O’HORTEN is a deadpan comedy about an aging man from Norway directed by Bent Hamer that tries to find humor in its peculiar situations. It’s amiable enough and well-acted but all of its forced whimsy and self-conscious quirkiness doesn’t add up to much and I found it dull and forgettable.
O’HORTEN follows the story of a 60-ish fellow with the odd name of Odd Horten (Baard Owe) as he’s retiring from his life-long profession as an engineer with the Norwegian National Railway Company. A never-married, well-regarded company man, his job is all he’s lived for and he feels forced out of work by his age. His train-obsessed coworkers throw him a going away party where he receives a “Silver Locomotive” award and they all play an amusing game of “identify that train noise”. O’HORTEN follows Horten, lost without his daily routines, as he aimlessly meanders around his hometown, attempting to settle into this different type of lifestyle. He visits old friends, goes for a nude midnight swim and sells his beloved yacht. Something resembling a plot finally kicks in when Horten stumbles across a drunk in the street who turns out to be a retired foreign diplomat. The two briefly bond until Odd’s new friend tries to prove he can drive while blindfolded.

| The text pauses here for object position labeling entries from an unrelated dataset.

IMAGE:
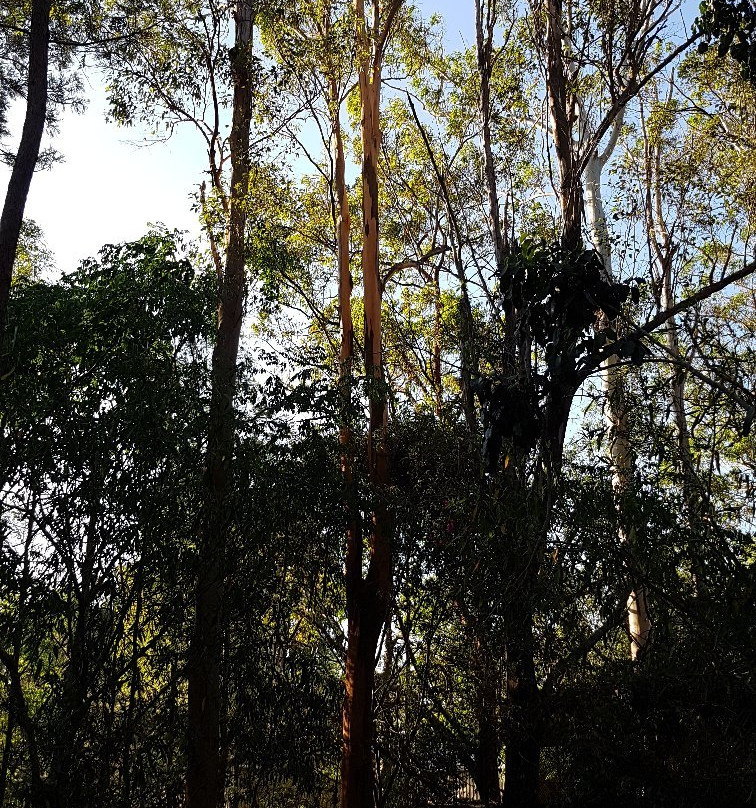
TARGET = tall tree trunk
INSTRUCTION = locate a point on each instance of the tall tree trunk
(523, 750)
(28, 150)
(368, 597)
(487, 687)
(561, 111)
(616, 414)
(485, 21)
(205, 775)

Since plot doesn’t count for much in O’HORTEN, the style takes over, and director Hamer has produced a quiet rumination on loneliness and growing old. Horten is a curious but removed observer, engaged but quiet and unreadable and Baard Owe is well-cast with his poker-face and little dialog. Unfortunately, the episodic design of Horten’s story means that it’s never a particularly compelling piece of storytelling. O’HORTEN pacing is relaxed to the point of inertia and this viewer found O’HORTEN a chore to endure. On the comedy spectrum, it’s the opposite of the broad raunchy films of Adam Sandler or Judd Apatow , a more precious Norwegian version of a Jim Jarmusch comedy with pauses and blackouts between scenes that give it a static sense of timing. I usually have more patience for this type of droll humor (Maybe it’s a cultural thing. I’m picturing audiences in Norway rolling in the aisles), but O’HORTON left me cold.